A large portion of our producing properties are concentrated in the Williston Basin project in North Dakota and Montana, making us vulnerable to risks associated with operating in one major geographic area.
A large portion of our producing properties are geographically concentrated in the Williston Basin project in North Dakota and Montana. At December 31, 2018, approximately 91% of our total estimated proved reserves were attributable to properties located in this area. Because of this concentration in a limited geographic area, the success and profitability of our operations may be disproportionately exposed to regional factors compared to competitors having more geographically dispersed operations. These factors include, among others: (i) the prices of crude oil and natural gas produced from wells in the regions and other regional supply and demand factors, including gathering, pipeline and rail transportation capacity constraints, (ii) the availability of rigs, equipment, oilfield services, supplies and labor, (iii) the availability of processing and refining facilities and (iv) infrastructure capacity. In addition, our operations in the Williston Basin may be adversely affected by severe weather events such as floods, blizzards, ice storms and tornadoes, which can intensify competition for the items and services described above and may result in periodic shortages. The concentration of our operations in a limited geographic area also increases our exposure to changes in local laws and regulations, certain lease stipulations designed to protect wildlife and unexpected events that may occur in the regions such as natural disasters, seismic events (which may result in third-party lawsuits), industrial accidents, labor difficulties, civil disturbances, public protests or terrorist attacks. Any one of these events has the potential to cause producing wells to be shut-in, delay operations, decrease cash flows, increase operating and capital costs and prevent development of lease inventory before expiration. Any of the risks described above could have a material adverse effect on our financial condition, results of operations and cash flows.

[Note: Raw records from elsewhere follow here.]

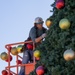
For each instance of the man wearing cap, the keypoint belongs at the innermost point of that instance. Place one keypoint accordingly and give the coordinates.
(36, 34)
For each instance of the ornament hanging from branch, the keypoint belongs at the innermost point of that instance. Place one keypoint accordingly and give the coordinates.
(60, 4)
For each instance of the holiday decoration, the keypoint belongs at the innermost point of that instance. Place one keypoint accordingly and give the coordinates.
(8, 58)
(10, 48)
(19, 62)
(4, 72)
(30, 46)
(37, 58)
(19, 48)
(60, 4)
(48, 23)
(14, 51)
(40, 70)
(4, 56)
(69, 55)
(37, 53)
(64, 23)
(60, 38)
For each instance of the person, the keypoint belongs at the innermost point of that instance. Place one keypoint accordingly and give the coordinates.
(36, 34)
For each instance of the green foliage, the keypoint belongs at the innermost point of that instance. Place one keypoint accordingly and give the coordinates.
(57, 41)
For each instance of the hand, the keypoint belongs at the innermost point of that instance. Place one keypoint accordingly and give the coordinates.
(43, 35)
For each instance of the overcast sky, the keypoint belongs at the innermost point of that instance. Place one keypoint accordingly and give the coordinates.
(16, 19)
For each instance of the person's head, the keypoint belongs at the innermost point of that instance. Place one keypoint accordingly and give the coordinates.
(39, 22)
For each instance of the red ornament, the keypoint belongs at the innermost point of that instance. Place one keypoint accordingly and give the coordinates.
(60, 4)
(19, 62)
(37, 58)
(4, 72)
(8, 59)
(10, 74)
(30, 46)
(10, 48)
(40, 70)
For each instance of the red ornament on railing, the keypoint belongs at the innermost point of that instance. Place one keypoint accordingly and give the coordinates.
(4, 72)
(8, 59)
(40, 70)
(60, 4)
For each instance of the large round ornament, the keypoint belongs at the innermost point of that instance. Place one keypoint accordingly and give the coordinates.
(19, 48)
(48, 23)
(37, 53)
(64, 23)
(14, 51)
(8, 59)
(4, 72)
(69, 54)
(60, 4)
(4, 56)
(40, 70)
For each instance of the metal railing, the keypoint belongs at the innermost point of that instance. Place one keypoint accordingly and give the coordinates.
(8, 47)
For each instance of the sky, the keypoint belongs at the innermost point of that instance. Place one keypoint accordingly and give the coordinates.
(16, 19)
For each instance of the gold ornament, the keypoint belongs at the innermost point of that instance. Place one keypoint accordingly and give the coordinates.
(69, 55)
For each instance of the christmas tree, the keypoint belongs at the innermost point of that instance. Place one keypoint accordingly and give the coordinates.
(58, 50)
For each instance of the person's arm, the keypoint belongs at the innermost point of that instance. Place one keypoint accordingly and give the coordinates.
(33, 36)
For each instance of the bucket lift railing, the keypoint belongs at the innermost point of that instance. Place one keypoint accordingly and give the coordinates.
(8, 47)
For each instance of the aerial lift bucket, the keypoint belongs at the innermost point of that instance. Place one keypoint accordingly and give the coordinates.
(29, 67)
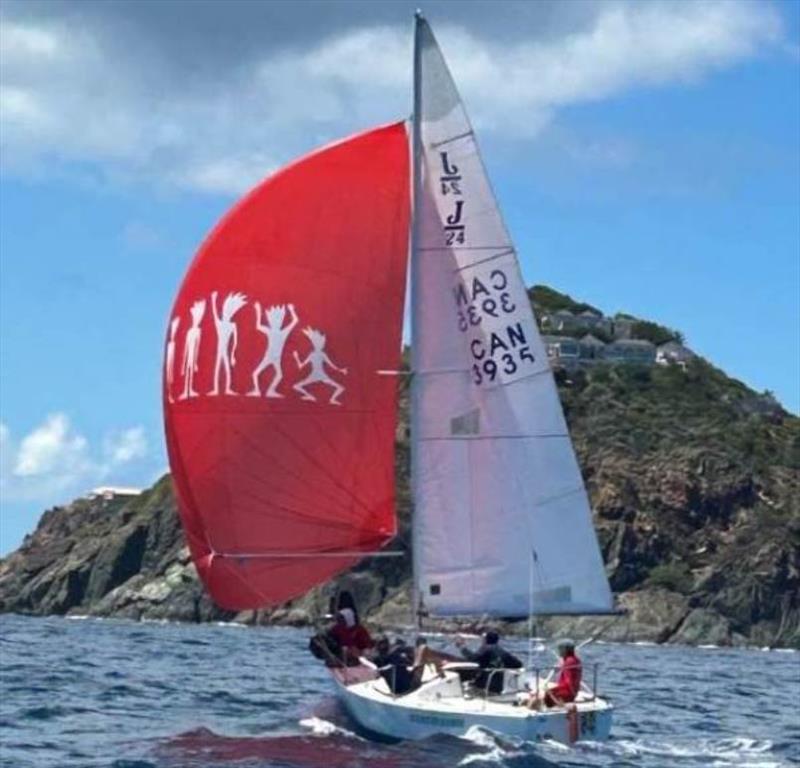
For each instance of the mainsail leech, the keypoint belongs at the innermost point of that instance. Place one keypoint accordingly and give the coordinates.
(280, 429)
(499, 501)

If oil, NGL and natural gas prices decrease, we may be required to take write-downs of the carrying values of our oil and gas properties.
Accounting rules require that we periodically review the carrying value of our producing oil and gas properties for possible impairment. Based on specific market factors and circumstances at the time of prospective impairment reviews (which may include depressed oil, NGL and natural gas prices and the continuing evaluation of development plans, production data, economics and other factors) we may be required to write down the carrying value of our oil and gas properties. For example, we recorded an $835 million impairment charge during 2017 for the partial write-down of the Redtail field in Colorado. A write-down constitutes a non-cash charge to earnings. We may incur additional impairment charges in the future, which could have a material adverse effect on our results of operations in the period recognized.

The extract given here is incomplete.